Computer hacking and autism are increasingly mentioned in the same breath thanks to several high profile court cases but Channel 4 News asks if autism can really be used as a defence to online crime?
Prosecutors claim the condition, typified by fixated behaviour and poor social skills, has led some to break into computer systems.
Dylan Wilson was diagnosed with a form of autism – called Asperger Syndrome – when he was 16. Now aged 39 he has spent years in his bedroom in Lincoln working on his computer. Often more comfortable with cyberspace than face-to-face friendships.
Mr Wilson said: “People with Asperger Syndrome think logically, computers think the same. It’s like we think alike. You could say a dog is a man’s best friend: computers are our best friend.”
It is this condition – Asperger Syndrome – that is now under the spotlight. Both in America and the UK, it is increasingly being used as a defence in high profile hacking cases.
Those with the syndrome are often obsessive, may lack empathy, and have difficulty interacting with others. People therefore who are capable of sitting for hours on end in front of a computer looking for ways to break into a system.
Dylan Wilson himself has never been in trouble with the law and is keen that not everybody with autism is tarnished with that hackers’ brush.
He said: “There’s people out there who probably still don’t understand Asperger Syndrome.
“People don’t understand about their social skills, and because their relationship with computers is good, people are worried that they may be tomorrow’s alleged hackers, and that might send alarm bells ringing.”
Read more: 'Tens of thousands' of cyber attacks every day
But there may be a reason those alarm bells are ringing. WikiLeaks founder Julian Assange calls it the hackers’ disease.
All hackers – he said – himself included are a little bit autistic. Most recently Ryan Cleary – alleged to be a leader of the hacker group LulzSec was granted bail after he claimed he has Asperger Syndrome. And Gary McKinnon – fighting extradition to the US after he was caught breaking into the NASA and Pentagon computers – is also using it as a defence.
Simon Baron-Cohen, the director of the Autism Research Centre at Cambridge University, said: “People with autism tend to know right from wrong and often they have a very strong sense of what is good and what is bad; their sense of morality is very clear.

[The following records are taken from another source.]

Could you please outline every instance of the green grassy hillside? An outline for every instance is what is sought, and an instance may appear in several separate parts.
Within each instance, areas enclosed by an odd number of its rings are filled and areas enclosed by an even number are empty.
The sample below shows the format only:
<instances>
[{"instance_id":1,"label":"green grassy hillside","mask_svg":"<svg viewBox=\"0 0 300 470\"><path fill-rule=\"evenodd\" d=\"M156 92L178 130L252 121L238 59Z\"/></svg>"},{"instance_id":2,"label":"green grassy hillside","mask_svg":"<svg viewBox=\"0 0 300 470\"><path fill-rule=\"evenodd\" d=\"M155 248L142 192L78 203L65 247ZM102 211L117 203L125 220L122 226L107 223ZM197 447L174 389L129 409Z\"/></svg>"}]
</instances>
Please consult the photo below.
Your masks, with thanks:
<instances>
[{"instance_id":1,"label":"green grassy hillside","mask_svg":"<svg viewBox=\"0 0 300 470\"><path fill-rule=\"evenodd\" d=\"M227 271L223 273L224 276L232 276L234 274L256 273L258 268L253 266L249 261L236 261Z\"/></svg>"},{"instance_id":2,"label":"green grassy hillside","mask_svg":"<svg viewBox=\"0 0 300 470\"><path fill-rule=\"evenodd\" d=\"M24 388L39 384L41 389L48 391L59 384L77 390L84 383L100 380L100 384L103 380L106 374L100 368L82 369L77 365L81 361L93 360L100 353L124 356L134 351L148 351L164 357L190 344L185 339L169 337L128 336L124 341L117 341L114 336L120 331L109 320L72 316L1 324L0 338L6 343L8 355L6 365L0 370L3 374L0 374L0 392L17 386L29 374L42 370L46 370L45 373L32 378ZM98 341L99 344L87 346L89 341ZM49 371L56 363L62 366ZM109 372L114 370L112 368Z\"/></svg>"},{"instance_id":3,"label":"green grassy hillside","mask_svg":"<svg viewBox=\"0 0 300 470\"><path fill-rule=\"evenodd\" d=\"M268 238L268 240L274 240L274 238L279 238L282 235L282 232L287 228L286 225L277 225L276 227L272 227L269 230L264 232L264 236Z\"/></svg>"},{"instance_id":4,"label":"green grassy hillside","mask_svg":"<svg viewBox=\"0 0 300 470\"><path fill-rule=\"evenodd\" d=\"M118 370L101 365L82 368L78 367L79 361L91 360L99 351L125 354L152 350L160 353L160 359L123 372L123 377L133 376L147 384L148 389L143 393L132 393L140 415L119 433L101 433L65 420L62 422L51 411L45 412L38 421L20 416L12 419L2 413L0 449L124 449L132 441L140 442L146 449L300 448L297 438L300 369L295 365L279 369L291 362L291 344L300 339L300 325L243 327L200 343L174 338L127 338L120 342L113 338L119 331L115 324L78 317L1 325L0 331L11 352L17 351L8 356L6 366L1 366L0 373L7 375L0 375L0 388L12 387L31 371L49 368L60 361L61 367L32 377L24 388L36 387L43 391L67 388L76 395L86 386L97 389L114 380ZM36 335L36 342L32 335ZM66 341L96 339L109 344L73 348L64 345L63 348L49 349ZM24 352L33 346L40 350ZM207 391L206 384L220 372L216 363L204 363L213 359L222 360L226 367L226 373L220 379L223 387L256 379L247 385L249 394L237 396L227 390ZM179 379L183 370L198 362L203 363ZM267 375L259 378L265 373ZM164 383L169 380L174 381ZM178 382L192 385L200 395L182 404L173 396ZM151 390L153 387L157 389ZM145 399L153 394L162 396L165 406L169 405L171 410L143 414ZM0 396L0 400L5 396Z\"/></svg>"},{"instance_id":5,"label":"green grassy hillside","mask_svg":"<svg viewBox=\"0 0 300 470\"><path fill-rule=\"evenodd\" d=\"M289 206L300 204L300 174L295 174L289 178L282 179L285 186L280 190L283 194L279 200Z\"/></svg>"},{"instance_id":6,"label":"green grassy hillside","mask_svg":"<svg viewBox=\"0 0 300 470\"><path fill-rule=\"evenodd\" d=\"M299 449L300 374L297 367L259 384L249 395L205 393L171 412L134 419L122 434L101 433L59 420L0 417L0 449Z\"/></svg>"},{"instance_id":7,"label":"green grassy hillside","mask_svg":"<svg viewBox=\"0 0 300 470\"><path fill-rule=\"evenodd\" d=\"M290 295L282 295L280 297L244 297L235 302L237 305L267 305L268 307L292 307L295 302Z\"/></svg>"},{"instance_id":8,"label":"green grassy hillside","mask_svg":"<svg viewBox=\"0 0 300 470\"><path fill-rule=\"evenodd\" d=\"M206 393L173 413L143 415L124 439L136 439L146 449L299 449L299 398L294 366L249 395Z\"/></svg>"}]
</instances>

But in some cases it may be that they become so preoccupied by their search for information that lose sight of the consequences of their actions.”
And this was the case, he said, with Gary McKinnon who had come to his clinic seeking a diagnosis of Asperger’s.
He said: “In his case the computer was the tool he was using to get at information that he thought would be in the best interests of humanity so he pursued it, and he didn’t really let go of that, it became an obsession in his case.”
There is doubt among experts that it can be used as a defence by the sheer fact a person with the condition is likely to know right from wrong.
Computer hacking expert Peter Sommer said it is only recently it has been used a legal tool. “Looking back at hacker cases I have done a fair number where the accused have displayed behaviour that is often now associated with Asperger’s and that includes obsessional activity, great determination, a sense of invincibility and a lot of arrogance
“But that doesn’t amount of lack of understanding ultimately of the difference between right and wrong, and that as I understand it is the real legal test.”
The next few months will show whether this does work as a defence – Cleary’s case comes up in May; a decision on McKinnon extradition is in July. But what it will also highlight is something much more positive. Experts like Professor Baron-Cohen say this is a golden opportunity to harness the skills that people like this have and support them in putting their talents to good use.